L’humilité est-elle suffisante dans l’écoute de l’autre?

À l’époque où je formais les futurs écoutants pour SOS Amitié, les personnes que je suivais étaient très préoccupées par l’humilité et la gratuité. Un mot n’apparaissait jamais : « amour ». L’humilité ne peut avoir de réalité que si la connaissance de sa propre valeur coexiste avec la reconnaissance pour soi de qui on est. L’humilité véritable est un chemin d’épanouissement à condition de s’accepter au juste niveau où nous place ce que l’on est. La fausse humilité se contente du rabaissement systématique de soi sous prétexte de modestie. Mais cette définition est insuffisante car beaucoup en restent là et en tirent un diktat qui muselle l’autre – »Je suis donc tu te tais ». L’interlocuteur est ainsi sommé d’aller dans le sens de celui qui s’affirme ou de se taire. Il n’y a plus d’échange possible, plus de regard critique admissible. La relation se bloque parce qu’à sens unique.

L‘humilité sans amour n’existe pas. Encore faut-il qu’il soit large et ouvert : amour de soi, amour de l’autre, amour de ce qui est autre en soi. Et lorsque je parle d’amour, je parle de l’accueil : accueil de soi, accueil de l’autre, accueil de l’autre en soi dans les surprises permanentes qui surviennent. Il n’y a pas d’humilité sans amour et sans accueil de l’inconnu, du connu toujours partiellement inconnu et à redécouvrir sans cesse. Il n’y a pas d’amour sans humilité, sans acceptation des limites qui sont structure et colonne vertébrale, enveloppe et peau. La structure limite notre capacité de souplesse et d’adaptation (heureusement pour l’équilibre de ceux qui ont tendance à s’oublier !). L’enveloppe, en nous contenant, empêche que nous soyons partout à la fois, dans l’éparpillement ou l’émiettement.
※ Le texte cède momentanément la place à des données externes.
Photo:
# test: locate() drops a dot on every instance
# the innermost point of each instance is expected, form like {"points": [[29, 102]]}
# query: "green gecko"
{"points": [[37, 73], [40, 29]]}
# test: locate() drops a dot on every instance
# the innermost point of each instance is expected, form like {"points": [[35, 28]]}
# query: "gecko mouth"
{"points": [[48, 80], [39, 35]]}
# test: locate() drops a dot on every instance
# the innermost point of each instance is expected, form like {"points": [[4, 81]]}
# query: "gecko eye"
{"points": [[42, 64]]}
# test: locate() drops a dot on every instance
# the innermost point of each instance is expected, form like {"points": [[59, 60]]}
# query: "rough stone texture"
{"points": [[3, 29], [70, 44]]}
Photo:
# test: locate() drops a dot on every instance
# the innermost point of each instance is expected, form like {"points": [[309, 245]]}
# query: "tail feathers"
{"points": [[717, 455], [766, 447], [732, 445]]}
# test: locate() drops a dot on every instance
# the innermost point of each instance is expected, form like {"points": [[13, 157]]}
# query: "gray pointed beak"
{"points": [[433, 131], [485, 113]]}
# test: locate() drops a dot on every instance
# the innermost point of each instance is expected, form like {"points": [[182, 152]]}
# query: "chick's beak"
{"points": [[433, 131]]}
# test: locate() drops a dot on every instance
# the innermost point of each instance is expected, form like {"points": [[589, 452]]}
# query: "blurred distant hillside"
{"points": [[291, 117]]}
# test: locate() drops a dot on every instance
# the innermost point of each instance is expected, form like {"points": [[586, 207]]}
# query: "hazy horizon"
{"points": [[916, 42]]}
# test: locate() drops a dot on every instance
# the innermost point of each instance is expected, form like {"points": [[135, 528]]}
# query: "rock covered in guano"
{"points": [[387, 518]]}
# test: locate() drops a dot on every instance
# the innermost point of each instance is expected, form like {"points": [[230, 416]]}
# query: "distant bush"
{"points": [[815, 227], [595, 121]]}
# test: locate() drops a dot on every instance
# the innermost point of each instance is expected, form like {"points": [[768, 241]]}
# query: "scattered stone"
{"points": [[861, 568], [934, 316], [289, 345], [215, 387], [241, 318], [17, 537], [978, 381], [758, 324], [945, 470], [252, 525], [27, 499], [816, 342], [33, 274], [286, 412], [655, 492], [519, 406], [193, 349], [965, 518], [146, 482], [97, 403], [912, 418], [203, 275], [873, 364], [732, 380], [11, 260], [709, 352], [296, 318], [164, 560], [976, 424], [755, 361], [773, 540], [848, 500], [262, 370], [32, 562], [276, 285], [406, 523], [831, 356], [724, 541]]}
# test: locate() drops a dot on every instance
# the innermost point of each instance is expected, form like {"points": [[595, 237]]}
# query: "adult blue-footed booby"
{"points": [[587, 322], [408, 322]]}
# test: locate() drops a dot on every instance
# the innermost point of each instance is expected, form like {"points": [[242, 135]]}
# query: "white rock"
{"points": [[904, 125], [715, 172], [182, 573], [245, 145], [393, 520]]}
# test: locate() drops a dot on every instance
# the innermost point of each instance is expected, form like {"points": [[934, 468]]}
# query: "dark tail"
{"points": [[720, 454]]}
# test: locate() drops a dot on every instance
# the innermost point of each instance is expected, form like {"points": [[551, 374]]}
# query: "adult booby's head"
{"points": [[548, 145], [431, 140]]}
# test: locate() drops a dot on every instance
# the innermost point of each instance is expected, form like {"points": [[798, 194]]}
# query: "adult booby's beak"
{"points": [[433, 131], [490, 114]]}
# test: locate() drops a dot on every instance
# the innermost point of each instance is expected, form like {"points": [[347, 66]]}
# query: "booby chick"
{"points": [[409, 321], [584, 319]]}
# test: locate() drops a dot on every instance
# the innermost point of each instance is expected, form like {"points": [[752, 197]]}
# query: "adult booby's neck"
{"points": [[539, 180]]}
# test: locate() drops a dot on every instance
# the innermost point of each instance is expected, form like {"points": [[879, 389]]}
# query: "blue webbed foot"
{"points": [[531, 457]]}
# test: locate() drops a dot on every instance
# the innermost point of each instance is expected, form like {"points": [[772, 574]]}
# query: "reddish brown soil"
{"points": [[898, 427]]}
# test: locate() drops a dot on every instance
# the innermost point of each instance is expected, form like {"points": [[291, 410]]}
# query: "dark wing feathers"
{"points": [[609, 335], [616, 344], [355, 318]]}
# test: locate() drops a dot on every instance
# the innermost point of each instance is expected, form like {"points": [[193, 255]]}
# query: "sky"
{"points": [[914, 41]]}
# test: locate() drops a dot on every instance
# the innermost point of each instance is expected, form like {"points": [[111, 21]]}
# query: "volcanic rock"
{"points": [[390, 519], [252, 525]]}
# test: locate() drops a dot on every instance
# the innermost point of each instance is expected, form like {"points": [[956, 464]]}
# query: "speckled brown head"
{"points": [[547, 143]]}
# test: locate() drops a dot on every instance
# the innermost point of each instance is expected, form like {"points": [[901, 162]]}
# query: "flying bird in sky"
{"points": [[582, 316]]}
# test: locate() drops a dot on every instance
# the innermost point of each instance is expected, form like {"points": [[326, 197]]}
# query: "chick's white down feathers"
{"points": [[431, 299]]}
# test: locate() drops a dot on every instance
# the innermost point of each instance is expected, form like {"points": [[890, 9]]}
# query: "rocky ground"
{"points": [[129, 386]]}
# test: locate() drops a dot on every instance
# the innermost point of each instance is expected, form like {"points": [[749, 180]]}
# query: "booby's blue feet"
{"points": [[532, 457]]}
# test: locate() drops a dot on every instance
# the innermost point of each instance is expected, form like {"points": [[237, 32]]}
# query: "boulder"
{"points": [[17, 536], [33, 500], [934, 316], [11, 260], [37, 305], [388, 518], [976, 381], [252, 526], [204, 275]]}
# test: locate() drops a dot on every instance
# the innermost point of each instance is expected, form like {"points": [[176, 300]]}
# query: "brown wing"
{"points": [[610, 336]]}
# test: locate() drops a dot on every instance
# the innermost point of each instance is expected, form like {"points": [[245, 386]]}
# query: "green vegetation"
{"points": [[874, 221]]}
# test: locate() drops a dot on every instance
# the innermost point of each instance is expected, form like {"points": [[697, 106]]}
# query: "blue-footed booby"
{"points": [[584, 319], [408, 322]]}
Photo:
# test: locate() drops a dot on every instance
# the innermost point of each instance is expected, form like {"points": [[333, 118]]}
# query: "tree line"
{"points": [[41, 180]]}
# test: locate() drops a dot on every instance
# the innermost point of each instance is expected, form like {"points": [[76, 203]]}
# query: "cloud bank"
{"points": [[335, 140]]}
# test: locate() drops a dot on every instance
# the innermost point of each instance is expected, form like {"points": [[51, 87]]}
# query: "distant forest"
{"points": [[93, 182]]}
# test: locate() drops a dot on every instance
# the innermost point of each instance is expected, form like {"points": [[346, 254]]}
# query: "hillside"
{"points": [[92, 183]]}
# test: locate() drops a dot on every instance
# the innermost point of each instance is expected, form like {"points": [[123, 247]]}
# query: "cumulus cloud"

Si nous acceptons les limites posées par structure et enveloppe, nous pourrons être dans la puissance –la capacité à pouvoir, à agir– et nous éviterons la toute-puissance et son pendant exact, la toute-impuissance. L’enveloppe oblige à canaliser ce qui vient, ce qui est là, ce qui émerge, à accepter qu’on ne peut tenir et contenir qu’un peu de tout ce qui cherche à attirer notre attention avec une égale urgence et un égal empressement. À partir du moment où l’enveloppes est une réalité incarnée pour soi, la nécessité du choix à tout moment s’impose car le contenant, par définition, est limité par sa capacité à contenir. Mais pour que le contenant ne devienne pas un alibi au refus de ce qui dérange, il doit être constamment en lien avec l’amour et l’humilité. L’être structure, l’enveloppe crée l’enracinement et l’incarnation ; le souffle surgi de l’élan vital fait le lien entre eux, les vivifie et les fait se vivifier mutuellement.